Dean “barricaded himself inside his farmhouse. ... He called his sister and told her he ‘just couldn’t do it anymore’ and fired a gunshot. Jamie’s sister called the emergency services hotline and the police showed up in force. ... Just past midnight ... a police sharpshooter shot Jamie Dean dead.”

It might have cost less, and saved a life, to mobilize a psychological crisis team, but that’s not the police way, or the Army way.

According to Glantz, by August 2008 “the Pentagon listed more than 78,000 service members as wounded, injured or ill; 324,000 Iraq and Afghanistan veterans had already visited a VA facility to receive health care for their injuries, and close to 300,000 (more than 30 percent of eligible veterans) had filed for disability.

“Physical brain damage is perhaps the most common injury; the RAND Corporation estimates that more than 320,000 veterans have experienced traumatic brain injury (TBI) while deployed in Iraq or Afghanistan. Many observers call TBI the ‘signature injury’ of the Iraq War because it happens so often after a soldier is hit with a gunshot or a blast from a roadside bomb.”

Rather than accept responsibility for the suffering of its veterans, the military machine punishes them. Take the case of Specialist Shaun Manuel, who was ordered to do a second tour in Iraq on the heels of losing his infant son.

Glantz tells the story: “Manuel never filed paperwork to medically excuse himself from the deployment. Instead, he withdrew and buried himself in alcohol. He estimates he drank three fifths of liquor a day. At one point, his wife had to call the police during a domestic disturbance. In response, the Army threw him in a local county jail and kicked him out of the military with a bad-conduct discharge, which will deny him medical benefits he might have been able to use to get his life back together again.”
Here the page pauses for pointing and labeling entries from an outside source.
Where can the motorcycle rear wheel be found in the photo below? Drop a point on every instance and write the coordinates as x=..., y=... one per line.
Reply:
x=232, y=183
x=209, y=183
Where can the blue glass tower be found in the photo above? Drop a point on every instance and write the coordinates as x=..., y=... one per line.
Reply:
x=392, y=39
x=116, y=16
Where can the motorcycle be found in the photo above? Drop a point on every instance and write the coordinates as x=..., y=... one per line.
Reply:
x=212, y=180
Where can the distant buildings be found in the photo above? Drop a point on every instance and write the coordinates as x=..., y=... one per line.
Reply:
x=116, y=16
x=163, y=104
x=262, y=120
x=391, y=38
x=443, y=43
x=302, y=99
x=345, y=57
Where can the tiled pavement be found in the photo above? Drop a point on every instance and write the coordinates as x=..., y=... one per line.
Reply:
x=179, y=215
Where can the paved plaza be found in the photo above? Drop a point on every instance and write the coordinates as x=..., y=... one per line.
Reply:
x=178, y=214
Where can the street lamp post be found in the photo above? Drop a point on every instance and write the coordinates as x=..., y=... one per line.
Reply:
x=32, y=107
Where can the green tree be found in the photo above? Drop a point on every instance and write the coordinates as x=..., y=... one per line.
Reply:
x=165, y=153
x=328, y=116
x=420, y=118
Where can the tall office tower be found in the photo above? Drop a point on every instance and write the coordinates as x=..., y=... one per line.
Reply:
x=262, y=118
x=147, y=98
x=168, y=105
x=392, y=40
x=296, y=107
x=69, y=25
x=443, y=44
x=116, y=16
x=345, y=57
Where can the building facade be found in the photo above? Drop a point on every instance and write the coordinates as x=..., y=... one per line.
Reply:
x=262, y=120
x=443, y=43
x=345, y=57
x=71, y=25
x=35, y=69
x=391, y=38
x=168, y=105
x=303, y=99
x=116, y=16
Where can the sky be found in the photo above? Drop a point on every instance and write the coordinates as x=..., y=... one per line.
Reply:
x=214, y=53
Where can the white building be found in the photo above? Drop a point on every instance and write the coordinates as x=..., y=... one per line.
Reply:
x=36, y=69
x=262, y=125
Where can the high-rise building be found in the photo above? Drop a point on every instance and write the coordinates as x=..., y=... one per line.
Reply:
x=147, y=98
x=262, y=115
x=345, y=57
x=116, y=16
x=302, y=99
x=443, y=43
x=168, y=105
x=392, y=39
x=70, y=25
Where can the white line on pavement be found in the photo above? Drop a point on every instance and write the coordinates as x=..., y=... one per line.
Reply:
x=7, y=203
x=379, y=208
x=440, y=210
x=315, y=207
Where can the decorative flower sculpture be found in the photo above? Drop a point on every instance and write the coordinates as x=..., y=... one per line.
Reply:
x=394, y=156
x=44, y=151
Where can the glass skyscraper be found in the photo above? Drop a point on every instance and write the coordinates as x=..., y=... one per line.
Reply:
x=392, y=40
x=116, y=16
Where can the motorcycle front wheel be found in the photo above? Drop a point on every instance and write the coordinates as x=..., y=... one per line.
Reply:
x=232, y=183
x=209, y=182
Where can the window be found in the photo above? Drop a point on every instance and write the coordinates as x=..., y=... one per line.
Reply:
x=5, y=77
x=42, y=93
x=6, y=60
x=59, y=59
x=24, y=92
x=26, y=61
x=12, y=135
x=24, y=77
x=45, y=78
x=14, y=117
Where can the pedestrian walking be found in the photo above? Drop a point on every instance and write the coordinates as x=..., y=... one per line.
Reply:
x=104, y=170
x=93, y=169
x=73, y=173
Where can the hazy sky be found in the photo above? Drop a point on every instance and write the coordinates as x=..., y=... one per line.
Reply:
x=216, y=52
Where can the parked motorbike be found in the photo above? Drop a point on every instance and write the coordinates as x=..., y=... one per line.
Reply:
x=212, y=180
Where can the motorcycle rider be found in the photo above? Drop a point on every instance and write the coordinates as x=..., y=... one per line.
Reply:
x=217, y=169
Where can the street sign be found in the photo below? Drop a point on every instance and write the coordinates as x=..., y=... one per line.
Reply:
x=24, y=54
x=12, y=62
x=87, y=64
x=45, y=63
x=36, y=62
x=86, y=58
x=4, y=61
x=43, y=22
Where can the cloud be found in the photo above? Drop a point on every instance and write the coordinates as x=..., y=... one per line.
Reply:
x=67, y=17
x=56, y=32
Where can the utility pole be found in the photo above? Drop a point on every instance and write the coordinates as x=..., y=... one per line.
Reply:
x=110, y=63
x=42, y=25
The parents of Corporal Jeffrey Lucey of Belchertown, Mass., tell of filing a lawsuit alleging “wrongful death, medical malpractice, pain and suffering, and other damages” caused by the VA’s “negligence, carelessness and lack of skill” in treating their son, who hanged himself in his parents’ home in June 2004.

The Marine Corps had told Lucey’s parents it was “normal for veterans to need some time to adjust after their return from the war zone.” Lucey’s father said the Marine Corps told them, “Whatever you do, don’t force them or pressure them to do something they don’t feel comfortable doing.”

Maybe the whole military establishment and their civilian commanders should memorize that warning. Perhaps members of the House and Senate should be required to say it over and over again before passing legislation authorizing the president to use troops overseas.